Aklınca, Crans Montana görüşmelerinin çökmesinin nedenlerini Kıbrıslı Türklere ve Türk tarafına yüklemek için “Türk askerinin tümü ile geri çekilmesi, garantilerin kaldırılması ve siyasi eşitliği kabul etmemeleri sebebiyle Crans Montana görüşmeleri çökmüştür” iddiasını ilgili taraflara kabul ettirmeye çalıştı.
Tüm bunları ilgili taraflar yutmayınca son çareyi “Belge karmaşası yaratarak sorundan kurtulma” yolunda buldu.
Anastasiadis’e göre BM Genel Sekreteri Antonio Guterres’in 30 Haziran 2017 tarihinde Crans Montana’da taraflara sunduğu “Guterres Çerçevesi”nde altı başlık var. Bu başlıkların içinde Güvenlik ve Asker konusu yer alsa da BM Genel Sekreterinin “Güvenlik ve asker konularını sizin görüşme yetkiniz yok. Bunu ancak Garantörler kendi aralarında görüşüp sonuçlandırabilirler” tavsiyesi bulunmakta.
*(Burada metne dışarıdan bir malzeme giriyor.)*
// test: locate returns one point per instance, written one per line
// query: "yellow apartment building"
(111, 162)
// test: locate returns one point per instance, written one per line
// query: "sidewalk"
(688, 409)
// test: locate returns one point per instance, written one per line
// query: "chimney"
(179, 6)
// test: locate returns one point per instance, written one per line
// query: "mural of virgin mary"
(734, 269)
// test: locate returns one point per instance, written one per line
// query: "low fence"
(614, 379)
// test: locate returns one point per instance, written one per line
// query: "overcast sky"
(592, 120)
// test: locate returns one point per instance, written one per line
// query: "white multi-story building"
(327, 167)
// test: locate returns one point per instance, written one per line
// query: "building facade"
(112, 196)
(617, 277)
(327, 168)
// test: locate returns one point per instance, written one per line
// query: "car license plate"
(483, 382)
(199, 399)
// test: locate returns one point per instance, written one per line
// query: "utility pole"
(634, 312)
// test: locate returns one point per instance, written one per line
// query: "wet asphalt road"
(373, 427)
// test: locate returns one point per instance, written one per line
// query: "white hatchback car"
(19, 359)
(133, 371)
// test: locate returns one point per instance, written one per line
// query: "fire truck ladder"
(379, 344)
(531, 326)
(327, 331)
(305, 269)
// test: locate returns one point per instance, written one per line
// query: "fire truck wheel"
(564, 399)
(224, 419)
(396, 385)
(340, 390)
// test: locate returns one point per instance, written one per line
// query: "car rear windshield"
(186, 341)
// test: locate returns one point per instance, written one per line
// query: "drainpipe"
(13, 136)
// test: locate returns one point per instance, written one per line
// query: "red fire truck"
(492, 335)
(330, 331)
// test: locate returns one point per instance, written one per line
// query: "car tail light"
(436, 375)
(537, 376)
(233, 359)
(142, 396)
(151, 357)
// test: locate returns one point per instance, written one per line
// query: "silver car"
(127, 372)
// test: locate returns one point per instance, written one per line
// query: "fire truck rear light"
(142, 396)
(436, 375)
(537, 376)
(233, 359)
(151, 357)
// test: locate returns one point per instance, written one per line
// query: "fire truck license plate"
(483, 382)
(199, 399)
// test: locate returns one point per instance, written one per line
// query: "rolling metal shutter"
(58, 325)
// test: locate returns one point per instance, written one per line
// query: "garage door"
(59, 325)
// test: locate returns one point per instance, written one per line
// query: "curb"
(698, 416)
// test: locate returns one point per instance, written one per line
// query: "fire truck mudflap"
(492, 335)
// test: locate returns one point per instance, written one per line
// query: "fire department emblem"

Anastasiadis’in “sıfır asker, sıfır garanti” iddiası da BM Genel Sekreterinin bu görüşünden sonra geçerliliğini tamamen kaybetmiş oldu.
BM Genel Sekreteri, Crans Montana’da “varılacak çözümün hangi alanlarda nasıl uygulanacağına değinen” resmiyet içermeyen bir “Non Paper” sundu. Tarafların hiçbirinin açıklamadığı bu belgeyi, bir başka amaçla Yunanistan Dışişleri Bakanı Nikos Kotzias açıkladı. İşin garip yanı söz konusu belge, müzakereler çöktüğü için taraflar arasında hiç görüşülemedi ve bir kenara atıldı.
Tüm bu gelişmelerden sonra köşeye sıkışacağını hisseden Anastasiadis 4 Temmuz tarihinde BM Genel Sekreterine “Sıfır asker, sıfır garanti olmazsa masaya oturmam” “mealinde bir mektup yazarak gönderdi.
İşte Anastasiadis’in Crans Montana’da “Sıfır asker, sıfır garanti talebimiz kabul edildi” iddiası bu mektuptan kaynaklanmakta. Güya kendisinin yazdığı bu mektupla içeriği BM Genel Sekreteri tarafından kabul edilmiş ve uygulamaya konmuş da Türk tarafı kabul etmemiş ve kendisi de bu nedenle müzakerelerin çökmesinden de sorumlu değilmiş.
Tam da Kıbrıs Türkçesi ile “Hikayeden zurna!” Elle tutulur, ciddiye alınacak en küçük bir tarafı bile yok.
Şimdi de suçlamalardan yılan Anastasiadis, 4 Temmuz’da dönemin BM temsilcisi Eide’nin kendilerine söz konusu bu “Non Paper” olarak addedilen belge ile ilgili açılım yaptığını ve bunun tutanaklarda olduğunu ama bu tutanakların kaybolduğunu iddia etmeye başladı.
Belli ki Kıbrıslı Rum lider kendi kazdığı kuyuya düştü ve düştüğü çukurdan kurtulmak için her yolu, her yalanı deniyor. Bakalım bu yalan rüzgarı kendisini bu defa nereye savuracak!